Monday, 14 October 2013

The Testament of Mary - Colm Toibin

The Testament of Mary by Colm Toibin

Review by M

The Testament of Mary by Colm Toibin (Penguin). Shortlisted for the Man Booker Prize 2013The Testament of Mary is a short novella, my edition being only 104 pages. It is shortlisted for this year's Man Booker Prize and I picked it up because it was on a 4 for 3 type offer at our local bookshop. The title itself hadn't appealed to me and I was unfamiliar with Toibin's work so it wasn't at the top of my reading list. I had no idea what it was about, but, being the Booker that often doesn't matter.

The opening pages are extraordinary. A dark, menacing and increasingly brutal mood is created and there was a scene involving rabbits and a bird that I pretty much had to skip. Still, I didn't know what the story was about and it was intriguing.

And then it clicked. This made me smile but then my relationship to the book changed because I knew the story it was based upon. This was a story that had been shoved down my generation's throat time and time again at school. It's not a story I like.

Of course, this is a retelling and from a different perspective: the testament of a mortal woman who experiences pain, fear and love; who explains how some stories turn into slightly different legends. We were often asked to tell this story in school, though I suspect this particular telling might not have met favour with the teachers (today, and in the UK, many of them might be more accommodating).

The opening pages are exquisite and the final pages come close. I didn't feel the middle section was as strong and the characterisation of the son remains very aloof (perhaps unsurprisingly). Mary's voice is strong, whereas perhaps once it was weak, and it is noteworthy how the book feels contemporary yet still recreates an image of a time and society from long, long ago. Overall, I felt it was a bit too drawn out for a character portrait but not long enough to hold my overwhelming interest as a story. I feel slightly ambivalent to it overall and it wouldn't be my choice for this year's winner (though I've only read two on the shortlist).

I would recommend it to other readers though, partly for what it's about, because its short length makes it a quick read and the writing is good.
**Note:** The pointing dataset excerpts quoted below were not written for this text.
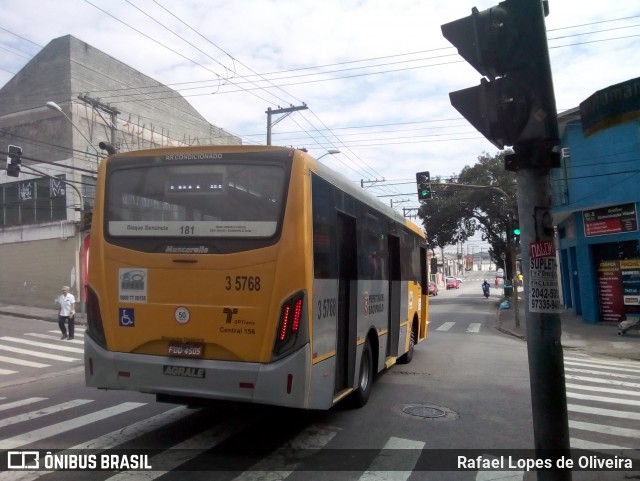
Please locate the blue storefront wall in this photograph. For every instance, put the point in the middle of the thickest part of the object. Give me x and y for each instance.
(596, 172)
(578, 266)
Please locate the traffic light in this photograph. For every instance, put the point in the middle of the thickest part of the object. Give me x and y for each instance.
(515, 104)
(423, 180)
(14, 161)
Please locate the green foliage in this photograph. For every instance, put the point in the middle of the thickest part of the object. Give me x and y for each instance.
(455, 213)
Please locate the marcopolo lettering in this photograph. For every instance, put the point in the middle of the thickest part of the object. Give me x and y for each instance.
(184, 371)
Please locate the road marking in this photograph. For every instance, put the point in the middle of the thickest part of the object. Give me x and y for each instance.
(68, 425)
(383, 466)
(602, 389)
(54, 357)
(586, 397)
(474, 327)
(589, 445)
(609, 374)
(21, 362)
(42, 344)
(43, 412)
(575, 356)
(604, 412)
(446, 326)
(605, 429)
(599, 366)
(22, 402)
(55, 338)
(604, 381)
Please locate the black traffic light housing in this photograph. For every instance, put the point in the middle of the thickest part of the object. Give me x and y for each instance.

It is a very accessible novella and suitable for all ages.

Publication details: Penguin, 2012, London, paperback
This copy: mine

If you like suprises when you read a story, do not read on......

The story: Yes, it is the testament of Mary, recounting the time of Jesus' crucifiction: my least favourite of all the Bible stories.


  1. I knew that The Testament of Mary was a novella, but I saw the play with Fiona Shaw (yest, Harry Potter's Aunti Petunia) last winter and it was, to say the least, powerful. She made an incredible Mary, but the play didn't go its full run. It was so intense it was very hard to sit through and apparently stayed close to the novella. Fiona brought Mary to life so well, but then she does that with all her roles.

    1. Oh my goodness, Alex, I don't think I'd be able to watch it as a play! That would be very distressing. Sounds like Fiona did the novella's Mary justic though.